That Potent Alchemy — full steam ahead!

Now that She Whom I Love is off to the proofreader (ugh) I finally have a few free moments to crack back in to That Potent Alchemy. Can I say, first, how excited I am that Mosaic Stock is open now? (and they’ll be doing period shoots — ahhhhhh!) Just in time to maybe, somehow, find a decent cover for this one. The realm of choice in 19th-century Black couples is… probably not quite zero, but incredibly minimal. Hopefully this is the beginning of change.

In the meantime, have an unedited snippet from That Potent Alchemy. Isaac, stage crew at the Surrey Theater in London, the summer of 1811, sees Grace for the first time.

Isaac was only just throwing the latches on the brass-cornered box when the actors began to wander in to the hall. A few of them, he recognized. Red-haired Lucy, who believed more strongly in astrology than most men believed in the Church of England; Frederick with his pompous airs covering the attacks of nerves he suffered before every performance night; young Thomas who collected saucy broadsheets and woodcut prints and saved them all in a scrapbook.

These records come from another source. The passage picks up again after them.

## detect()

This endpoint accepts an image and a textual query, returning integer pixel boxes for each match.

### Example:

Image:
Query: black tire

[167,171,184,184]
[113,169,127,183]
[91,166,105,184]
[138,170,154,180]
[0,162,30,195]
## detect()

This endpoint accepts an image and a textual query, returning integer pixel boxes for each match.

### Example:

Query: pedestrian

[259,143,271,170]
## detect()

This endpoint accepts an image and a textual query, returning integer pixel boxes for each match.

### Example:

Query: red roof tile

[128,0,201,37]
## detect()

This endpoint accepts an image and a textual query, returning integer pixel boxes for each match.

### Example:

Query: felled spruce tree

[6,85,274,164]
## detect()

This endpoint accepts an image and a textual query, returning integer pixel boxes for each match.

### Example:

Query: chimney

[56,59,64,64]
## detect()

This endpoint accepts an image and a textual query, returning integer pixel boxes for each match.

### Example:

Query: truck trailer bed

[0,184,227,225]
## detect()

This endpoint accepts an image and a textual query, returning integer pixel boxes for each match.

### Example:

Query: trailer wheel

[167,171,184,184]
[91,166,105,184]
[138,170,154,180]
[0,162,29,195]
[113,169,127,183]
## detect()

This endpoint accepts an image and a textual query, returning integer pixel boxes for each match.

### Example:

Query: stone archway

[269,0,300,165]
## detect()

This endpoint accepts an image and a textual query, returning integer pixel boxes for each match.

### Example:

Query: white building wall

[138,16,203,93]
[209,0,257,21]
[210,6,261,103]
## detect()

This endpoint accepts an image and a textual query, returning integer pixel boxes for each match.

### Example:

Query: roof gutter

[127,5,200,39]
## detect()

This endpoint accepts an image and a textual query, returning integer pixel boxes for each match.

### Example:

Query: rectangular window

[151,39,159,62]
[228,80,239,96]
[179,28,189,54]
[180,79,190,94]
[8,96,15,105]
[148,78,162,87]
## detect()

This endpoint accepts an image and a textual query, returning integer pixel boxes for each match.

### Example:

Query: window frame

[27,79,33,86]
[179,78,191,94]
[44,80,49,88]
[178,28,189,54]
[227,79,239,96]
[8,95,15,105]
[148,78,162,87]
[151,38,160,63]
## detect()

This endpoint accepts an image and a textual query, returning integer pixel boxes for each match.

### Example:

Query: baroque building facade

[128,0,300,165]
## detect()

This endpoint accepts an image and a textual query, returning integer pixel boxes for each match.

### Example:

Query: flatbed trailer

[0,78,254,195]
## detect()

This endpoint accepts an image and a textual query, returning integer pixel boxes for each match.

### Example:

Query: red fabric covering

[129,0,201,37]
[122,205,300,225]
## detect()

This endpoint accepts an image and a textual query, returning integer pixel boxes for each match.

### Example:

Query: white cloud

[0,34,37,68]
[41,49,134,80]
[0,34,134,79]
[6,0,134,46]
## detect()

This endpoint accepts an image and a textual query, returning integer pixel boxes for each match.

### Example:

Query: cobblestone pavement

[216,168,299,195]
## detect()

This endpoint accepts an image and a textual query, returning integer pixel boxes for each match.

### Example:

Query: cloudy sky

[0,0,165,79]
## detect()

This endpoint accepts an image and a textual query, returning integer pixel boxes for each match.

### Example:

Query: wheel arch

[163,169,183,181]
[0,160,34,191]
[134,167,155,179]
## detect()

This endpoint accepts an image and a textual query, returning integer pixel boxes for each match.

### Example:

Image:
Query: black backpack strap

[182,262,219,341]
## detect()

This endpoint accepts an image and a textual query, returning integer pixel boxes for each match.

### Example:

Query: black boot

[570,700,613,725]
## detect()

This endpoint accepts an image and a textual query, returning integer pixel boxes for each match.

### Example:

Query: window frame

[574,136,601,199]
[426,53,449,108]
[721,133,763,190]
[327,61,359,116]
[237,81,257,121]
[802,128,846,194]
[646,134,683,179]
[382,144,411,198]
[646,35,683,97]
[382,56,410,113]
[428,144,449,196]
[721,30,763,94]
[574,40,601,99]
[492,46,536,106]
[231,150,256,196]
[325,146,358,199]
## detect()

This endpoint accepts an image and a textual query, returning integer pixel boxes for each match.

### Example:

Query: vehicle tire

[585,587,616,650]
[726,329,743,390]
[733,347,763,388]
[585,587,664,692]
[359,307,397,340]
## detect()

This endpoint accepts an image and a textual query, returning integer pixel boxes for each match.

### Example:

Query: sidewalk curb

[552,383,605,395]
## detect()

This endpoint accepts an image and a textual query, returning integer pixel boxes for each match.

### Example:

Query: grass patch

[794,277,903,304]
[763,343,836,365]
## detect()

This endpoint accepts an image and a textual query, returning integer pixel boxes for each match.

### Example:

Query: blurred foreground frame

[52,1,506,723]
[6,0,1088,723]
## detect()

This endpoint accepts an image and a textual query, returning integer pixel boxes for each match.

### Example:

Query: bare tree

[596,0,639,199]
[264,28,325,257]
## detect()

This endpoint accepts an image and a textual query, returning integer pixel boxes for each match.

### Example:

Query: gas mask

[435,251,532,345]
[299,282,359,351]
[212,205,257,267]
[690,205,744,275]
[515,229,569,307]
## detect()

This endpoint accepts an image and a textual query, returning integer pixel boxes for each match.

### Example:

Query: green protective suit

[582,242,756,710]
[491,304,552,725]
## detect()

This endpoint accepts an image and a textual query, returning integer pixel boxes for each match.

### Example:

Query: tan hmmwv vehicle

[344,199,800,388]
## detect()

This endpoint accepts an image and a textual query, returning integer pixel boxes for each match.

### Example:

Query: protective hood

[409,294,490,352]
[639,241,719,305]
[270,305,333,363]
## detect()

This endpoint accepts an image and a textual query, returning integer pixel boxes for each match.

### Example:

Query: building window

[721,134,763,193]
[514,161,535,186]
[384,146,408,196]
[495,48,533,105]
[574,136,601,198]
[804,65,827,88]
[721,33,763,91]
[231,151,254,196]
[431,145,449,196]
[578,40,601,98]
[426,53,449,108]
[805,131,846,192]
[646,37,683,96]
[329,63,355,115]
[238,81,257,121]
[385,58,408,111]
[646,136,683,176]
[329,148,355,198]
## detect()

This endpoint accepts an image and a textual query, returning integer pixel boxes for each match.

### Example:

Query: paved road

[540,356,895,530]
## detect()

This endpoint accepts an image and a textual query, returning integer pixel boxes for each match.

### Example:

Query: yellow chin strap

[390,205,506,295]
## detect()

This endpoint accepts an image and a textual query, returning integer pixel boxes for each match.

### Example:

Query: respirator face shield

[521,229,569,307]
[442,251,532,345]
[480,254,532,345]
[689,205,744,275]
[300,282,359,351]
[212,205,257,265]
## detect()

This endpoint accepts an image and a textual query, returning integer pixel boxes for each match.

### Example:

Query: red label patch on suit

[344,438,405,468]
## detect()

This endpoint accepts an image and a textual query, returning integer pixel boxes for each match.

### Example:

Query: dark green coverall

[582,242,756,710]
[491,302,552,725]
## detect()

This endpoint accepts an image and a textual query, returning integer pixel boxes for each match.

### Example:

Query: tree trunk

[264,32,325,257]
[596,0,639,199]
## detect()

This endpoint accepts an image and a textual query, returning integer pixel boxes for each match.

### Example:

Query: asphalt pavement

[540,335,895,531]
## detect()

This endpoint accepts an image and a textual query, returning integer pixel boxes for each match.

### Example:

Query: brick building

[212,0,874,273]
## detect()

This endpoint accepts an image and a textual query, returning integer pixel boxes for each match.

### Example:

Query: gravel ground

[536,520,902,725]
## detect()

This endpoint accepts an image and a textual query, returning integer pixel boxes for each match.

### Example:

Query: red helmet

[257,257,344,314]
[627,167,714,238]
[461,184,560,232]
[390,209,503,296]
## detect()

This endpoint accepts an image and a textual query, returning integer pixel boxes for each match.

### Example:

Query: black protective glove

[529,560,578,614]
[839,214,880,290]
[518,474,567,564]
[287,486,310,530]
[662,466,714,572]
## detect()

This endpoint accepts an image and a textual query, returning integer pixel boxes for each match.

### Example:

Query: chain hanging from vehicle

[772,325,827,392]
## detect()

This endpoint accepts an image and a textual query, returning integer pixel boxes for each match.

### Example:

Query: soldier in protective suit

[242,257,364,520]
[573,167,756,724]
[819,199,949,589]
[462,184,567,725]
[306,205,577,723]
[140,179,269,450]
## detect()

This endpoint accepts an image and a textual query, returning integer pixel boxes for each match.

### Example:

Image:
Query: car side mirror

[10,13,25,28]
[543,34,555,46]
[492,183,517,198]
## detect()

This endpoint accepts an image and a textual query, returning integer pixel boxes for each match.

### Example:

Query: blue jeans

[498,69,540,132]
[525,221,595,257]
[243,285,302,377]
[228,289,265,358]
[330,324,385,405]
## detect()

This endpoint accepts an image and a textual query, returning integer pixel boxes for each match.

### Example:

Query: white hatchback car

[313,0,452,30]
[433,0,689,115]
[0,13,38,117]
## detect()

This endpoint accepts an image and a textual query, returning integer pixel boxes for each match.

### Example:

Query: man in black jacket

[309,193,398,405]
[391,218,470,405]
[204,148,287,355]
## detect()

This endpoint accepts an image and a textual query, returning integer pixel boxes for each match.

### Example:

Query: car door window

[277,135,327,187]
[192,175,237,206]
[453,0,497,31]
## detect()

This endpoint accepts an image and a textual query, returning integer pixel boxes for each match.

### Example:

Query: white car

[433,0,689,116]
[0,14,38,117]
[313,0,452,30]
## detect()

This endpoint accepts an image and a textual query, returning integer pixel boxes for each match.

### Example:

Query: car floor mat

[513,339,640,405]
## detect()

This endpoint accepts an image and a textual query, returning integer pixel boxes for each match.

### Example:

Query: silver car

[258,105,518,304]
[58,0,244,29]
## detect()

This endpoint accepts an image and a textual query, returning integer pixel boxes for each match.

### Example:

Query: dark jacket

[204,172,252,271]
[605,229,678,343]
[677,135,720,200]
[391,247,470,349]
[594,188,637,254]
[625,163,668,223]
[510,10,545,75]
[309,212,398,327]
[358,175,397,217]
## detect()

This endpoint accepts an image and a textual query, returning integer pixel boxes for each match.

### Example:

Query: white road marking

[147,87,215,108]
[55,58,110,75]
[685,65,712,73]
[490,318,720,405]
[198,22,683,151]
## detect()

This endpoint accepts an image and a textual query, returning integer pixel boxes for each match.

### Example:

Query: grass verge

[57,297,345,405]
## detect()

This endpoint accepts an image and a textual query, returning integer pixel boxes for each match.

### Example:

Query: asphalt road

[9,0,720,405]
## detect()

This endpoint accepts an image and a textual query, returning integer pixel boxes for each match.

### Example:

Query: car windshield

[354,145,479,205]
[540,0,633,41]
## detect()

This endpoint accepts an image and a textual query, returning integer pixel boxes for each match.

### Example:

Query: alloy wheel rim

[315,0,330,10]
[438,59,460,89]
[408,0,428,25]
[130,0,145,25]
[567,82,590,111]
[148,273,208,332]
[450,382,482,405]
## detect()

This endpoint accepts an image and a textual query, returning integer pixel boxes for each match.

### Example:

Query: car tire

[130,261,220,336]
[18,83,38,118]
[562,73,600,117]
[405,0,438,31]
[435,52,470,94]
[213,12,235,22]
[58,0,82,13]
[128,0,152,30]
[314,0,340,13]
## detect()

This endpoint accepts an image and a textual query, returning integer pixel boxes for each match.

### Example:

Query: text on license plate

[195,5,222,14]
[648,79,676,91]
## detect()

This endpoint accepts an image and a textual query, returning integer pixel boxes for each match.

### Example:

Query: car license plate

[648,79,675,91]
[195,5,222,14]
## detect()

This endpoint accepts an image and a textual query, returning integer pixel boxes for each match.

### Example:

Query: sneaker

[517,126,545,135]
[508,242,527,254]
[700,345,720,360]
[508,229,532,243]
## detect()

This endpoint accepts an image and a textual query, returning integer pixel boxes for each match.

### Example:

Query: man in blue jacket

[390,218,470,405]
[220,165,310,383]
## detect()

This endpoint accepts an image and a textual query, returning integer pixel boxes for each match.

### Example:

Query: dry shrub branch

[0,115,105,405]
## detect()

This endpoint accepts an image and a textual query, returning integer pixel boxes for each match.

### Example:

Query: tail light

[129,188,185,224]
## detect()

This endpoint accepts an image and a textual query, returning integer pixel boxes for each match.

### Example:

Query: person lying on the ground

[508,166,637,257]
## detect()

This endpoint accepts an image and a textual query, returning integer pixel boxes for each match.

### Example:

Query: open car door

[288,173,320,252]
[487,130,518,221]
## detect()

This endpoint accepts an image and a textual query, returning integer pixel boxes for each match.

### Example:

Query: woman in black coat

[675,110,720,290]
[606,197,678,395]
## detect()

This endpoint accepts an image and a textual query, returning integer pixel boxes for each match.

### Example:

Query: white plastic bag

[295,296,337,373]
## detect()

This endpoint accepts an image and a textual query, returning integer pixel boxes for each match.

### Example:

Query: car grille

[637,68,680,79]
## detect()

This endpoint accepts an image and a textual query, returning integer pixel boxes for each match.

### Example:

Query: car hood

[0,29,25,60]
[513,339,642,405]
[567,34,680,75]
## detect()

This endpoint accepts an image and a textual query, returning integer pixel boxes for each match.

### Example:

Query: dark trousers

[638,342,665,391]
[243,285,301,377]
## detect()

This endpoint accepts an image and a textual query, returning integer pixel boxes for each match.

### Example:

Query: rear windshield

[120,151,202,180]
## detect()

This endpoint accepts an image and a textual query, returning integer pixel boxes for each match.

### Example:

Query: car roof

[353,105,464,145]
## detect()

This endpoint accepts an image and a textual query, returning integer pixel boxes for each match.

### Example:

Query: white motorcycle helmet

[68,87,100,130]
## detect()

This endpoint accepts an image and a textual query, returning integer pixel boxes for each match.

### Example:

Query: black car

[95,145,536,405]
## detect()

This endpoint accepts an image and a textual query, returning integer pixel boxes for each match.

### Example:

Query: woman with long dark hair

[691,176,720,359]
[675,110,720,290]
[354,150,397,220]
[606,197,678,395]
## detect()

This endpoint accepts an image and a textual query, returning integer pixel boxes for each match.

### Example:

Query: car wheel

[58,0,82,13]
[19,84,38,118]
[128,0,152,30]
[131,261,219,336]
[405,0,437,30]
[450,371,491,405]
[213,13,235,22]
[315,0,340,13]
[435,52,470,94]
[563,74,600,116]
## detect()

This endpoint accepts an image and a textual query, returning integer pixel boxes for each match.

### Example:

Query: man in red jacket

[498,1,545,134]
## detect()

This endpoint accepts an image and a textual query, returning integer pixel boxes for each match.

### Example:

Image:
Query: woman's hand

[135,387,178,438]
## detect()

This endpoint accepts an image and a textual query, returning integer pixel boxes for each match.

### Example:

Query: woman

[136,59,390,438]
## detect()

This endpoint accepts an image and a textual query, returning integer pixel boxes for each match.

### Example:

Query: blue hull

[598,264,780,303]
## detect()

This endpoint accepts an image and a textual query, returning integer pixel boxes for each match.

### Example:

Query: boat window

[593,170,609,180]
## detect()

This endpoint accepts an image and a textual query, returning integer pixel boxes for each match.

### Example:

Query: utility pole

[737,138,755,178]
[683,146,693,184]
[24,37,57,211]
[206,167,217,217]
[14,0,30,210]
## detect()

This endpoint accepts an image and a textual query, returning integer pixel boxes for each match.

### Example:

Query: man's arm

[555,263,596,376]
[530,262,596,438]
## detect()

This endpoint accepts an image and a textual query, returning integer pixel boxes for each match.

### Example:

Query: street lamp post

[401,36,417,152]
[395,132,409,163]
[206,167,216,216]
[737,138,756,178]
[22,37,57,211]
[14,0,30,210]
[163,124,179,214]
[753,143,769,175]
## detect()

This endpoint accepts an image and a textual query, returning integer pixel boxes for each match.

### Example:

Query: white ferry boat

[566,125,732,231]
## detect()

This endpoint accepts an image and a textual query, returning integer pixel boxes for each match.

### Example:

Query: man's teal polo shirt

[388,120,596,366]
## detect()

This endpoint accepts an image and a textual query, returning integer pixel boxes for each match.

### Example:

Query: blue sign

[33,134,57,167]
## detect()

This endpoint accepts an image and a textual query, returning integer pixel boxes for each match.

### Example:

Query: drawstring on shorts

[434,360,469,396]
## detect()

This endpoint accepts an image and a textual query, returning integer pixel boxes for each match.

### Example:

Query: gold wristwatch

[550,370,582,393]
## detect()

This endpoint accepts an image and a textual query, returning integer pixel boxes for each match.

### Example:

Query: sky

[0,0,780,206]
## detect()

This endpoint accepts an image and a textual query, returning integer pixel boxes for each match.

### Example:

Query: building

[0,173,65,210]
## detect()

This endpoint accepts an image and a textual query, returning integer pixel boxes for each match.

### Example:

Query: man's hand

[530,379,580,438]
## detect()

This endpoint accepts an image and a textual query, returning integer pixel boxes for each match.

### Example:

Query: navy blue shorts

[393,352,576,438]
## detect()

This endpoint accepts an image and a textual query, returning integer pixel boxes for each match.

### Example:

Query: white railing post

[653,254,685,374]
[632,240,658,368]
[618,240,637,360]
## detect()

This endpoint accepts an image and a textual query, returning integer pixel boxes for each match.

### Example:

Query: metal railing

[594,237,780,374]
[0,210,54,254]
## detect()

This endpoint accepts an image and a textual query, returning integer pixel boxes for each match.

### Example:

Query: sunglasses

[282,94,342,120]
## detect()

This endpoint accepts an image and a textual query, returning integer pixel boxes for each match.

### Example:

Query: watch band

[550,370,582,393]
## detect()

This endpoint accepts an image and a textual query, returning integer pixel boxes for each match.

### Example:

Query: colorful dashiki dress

And there among them, someone new. Isaac set his tool chest down in the wings, where he—and it—would be well out of the way, and watched for a moment more.

She was dark, that was the first thing he noticed. Darker than he was, the creamy color of the petticoat she wore set in contrast against the rose-warm heat of her brown skin. Some of her hair curled down around her face, the careful-set spirals of modern fashion, the rest held back in bands that kept it close to her head.

She wore no rings on her fingers, no wedding band. That didn’t necessarily mean anything, but his eyes went there nevertheless, lingering only a little too long on the elegant curl of her fingers, the graceful movements of her arm, the poise with which she held her head high and surveyed her world.

Her figure was slim, trim and neat, and if she wore stays beneath her costume they did little to nothing to enhance her bust.

She held herself like a dancer, and when she moved, she moved like a queen.